Download the R markdown file for this lecture.

Linear regression models can be conveniently expressed using matrix notation.

In this lecture, we will now see how results for linear models are much more easily derived and understood using matrix notation than without it.

Also note that the matrix approach is what is being done in the background by all good statistical software.
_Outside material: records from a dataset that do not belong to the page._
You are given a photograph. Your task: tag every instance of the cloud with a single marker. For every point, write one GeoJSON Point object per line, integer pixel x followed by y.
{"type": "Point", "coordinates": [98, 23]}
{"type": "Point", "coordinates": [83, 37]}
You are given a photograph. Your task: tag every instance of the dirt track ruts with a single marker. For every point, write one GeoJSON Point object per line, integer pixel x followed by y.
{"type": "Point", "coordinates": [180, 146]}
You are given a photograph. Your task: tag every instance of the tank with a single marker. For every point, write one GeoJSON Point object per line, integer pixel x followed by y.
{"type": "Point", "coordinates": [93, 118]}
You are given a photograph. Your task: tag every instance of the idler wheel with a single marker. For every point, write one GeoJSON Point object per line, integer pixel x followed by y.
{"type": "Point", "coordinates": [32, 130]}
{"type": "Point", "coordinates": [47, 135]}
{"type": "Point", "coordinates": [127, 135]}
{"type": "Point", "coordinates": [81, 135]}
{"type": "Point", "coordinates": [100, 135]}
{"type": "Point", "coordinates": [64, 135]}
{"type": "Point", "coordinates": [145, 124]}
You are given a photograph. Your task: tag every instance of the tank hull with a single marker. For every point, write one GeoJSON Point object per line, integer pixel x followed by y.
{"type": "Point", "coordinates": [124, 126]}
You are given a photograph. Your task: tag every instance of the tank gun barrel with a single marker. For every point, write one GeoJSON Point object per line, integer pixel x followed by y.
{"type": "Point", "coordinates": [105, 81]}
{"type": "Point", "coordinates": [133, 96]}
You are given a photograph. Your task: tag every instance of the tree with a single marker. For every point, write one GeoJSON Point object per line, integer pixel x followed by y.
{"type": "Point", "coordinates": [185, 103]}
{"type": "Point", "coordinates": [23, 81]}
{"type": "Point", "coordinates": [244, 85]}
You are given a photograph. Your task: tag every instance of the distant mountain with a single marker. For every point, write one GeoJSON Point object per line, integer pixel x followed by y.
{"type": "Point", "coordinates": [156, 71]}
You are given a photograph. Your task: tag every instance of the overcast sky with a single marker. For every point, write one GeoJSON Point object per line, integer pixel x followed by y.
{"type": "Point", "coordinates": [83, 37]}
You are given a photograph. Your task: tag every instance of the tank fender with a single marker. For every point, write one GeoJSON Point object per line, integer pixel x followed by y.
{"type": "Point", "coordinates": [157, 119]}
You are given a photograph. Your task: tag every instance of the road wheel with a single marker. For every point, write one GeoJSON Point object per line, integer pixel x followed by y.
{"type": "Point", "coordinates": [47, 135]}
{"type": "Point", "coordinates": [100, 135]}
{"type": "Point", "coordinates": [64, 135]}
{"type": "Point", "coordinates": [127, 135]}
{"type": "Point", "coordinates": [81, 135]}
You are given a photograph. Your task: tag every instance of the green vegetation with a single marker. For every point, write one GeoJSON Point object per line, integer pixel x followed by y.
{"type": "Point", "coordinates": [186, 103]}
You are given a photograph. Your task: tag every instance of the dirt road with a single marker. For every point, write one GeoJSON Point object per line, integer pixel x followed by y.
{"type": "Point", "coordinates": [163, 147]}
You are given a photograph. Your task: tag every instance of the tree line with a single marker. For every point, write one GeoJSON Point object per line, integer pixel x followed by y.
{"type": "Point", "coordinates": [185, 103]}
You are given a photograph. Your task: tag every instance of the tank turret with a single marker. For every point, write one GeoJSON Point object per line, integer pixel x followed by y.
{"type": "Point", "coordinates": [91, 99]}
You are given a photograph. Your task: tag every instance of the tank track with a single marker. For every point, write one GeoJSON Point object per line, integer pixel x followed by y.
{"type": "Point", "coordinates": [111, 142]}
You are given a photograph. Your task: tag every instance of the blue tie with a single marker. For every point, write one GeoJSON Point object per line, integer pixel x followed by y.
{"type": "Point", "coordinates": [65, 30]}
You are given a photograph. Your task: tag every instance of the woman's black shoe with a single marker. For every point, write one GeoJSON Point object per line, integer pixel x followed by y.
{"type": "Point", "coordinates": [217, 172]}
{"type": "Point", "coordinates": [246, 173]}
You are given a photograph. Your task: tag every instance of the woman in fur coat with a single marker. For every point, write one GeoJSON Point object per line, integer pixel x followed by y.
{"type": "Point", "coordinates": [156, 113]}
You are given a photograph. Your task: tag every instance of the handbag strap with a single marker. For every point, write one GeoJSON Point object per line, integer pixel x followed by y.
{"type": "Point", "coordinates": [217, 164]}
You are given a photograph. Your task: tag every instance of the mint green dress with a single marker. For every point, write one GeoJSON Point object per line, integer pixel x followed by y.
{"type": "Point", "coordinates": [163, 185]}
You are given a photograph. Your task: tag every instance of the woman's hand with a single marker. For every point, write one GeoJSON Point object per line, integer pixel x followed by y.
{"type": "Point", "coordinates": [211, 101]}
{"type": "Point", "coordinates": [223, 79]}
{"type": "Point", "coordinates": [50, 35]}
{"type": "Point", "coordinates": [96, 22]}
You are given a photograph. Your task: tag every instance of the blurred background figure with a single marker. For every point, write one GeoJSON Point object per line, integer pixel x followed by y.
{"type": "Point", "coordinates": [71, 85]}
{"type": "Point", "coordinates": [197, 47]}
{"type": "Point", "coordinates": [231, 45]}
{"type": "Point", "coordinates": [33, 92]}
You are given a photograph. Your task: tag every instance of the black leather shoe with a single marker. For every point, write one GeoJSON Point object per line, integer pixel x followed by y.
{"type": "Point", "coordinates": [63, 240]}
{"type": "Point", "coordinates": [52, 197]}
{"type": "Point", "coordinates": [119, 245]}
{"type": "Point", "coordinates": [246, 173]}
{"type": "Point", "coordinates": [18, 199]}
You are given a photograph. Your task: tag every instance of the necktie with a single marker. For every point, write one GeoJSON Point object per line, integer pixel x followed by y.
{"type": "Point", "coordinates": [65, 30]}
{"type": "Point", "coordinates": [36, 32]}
Matrix Formulation of the Linear Model

\[\boldsymbol{y} = X {\boldsymbol{\beta}} + {\boldsymbol{\varepsilon}} \label{eq:matrixLM}\]

where \(\boldsymbol{y}\) is the response vector, X is the design matrix, \({\boldsymbol{\beta}}\) is the vector of p+1 regression parameters, and \({\boldsymbol{\varepsilon}}\) is the vector of n error terms.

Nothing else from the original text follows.